Get an SLA on paper. Most small businesses do not, then act surprised when the provider takes three days to respond to an outage.
Identity provider
This is where the real investment goes. Single sign-on with multi-factor authentication, mandatory for everyone. Every app that staff use authenticates through it. When someone joins, you create one account. When someone leaves, you disable one account. The rest follows.
Twelve separate logins per person, none of them connected, and a spreadsheet of who has access to what that has not been updated in six months — this is a common setup in small offices. It is not a security posture. It is a setup waiting for a small mistake to become a bigger problem.
Managed laptops
Encrypted at rest.

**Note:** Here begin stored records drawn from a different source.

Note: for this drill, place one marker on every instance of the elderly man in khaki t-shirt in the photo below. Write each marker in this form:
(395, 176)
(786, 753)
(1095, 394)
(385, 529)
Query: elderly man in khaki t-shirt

Enrolled in a management system. Capable of being remotely wiped if lost or stolen. That is the floor. The laptops themselves can be unremarkable — they are running cloud apps, not heavy local software.
"Managed" does not mean expensive. It means a system that can tell you what laptops exist, who has them, and whether they are up to date. Most small offices cannot answer those three questions, which is the actual problem.
Cloud SaaS
Email, files, productivity apps, line-of-business tools. All of it. There is no good reason for a small office to run any of this on-site in 2026. The cost, the maintenance, the patching, the backup overhead — it is all higher than the SaaS bill, even when it does not look like it on the spreadsheet.
Pick one ecosystem and stay in it. Microsoft or Google. Mixing the two on the email side, in particular, costs more than it saves.
Verified backup
SaaS providers are responsible for keeping their service running. They are not responsible for protecting you from your own mistakes — the deleted file, the rogue admin, the ransomware that encrypted everything through a connected application. You need a backup that lives outside the SaaS provider, that runs automatically, and that you have actually tested.
Tested, not just configured. A backup you have never restored from is not a backup. It is a configuration file with optimistic intent.
What is not on the list
No server room. No file server. No on-site domain controller. No Exchange. No tape rotation. No spare hardware shelf. No after-hours patching window because there is nothing in the building that needs patching out of hours.
If any of those are in the current setup, the question is not how to maintain them better. The question is how to remove them.
The honest list
If a small office can run without something, it should. Every box on the diagram is something that needs maintenance, costs money, and adds a failure mode. The goal is not to have less technology. The goal is to have less to look after, so the technology you do have actually works.
The honest checklist
- The whole stack for a small office fits in five items. If the proposal in front of you has more, ask which items can be removed.
- Identity is the most important investment. Most other simplifications follow from getting it right.
- A backup is only real if it has been restored from. Schedule the restore test, do not assume it works.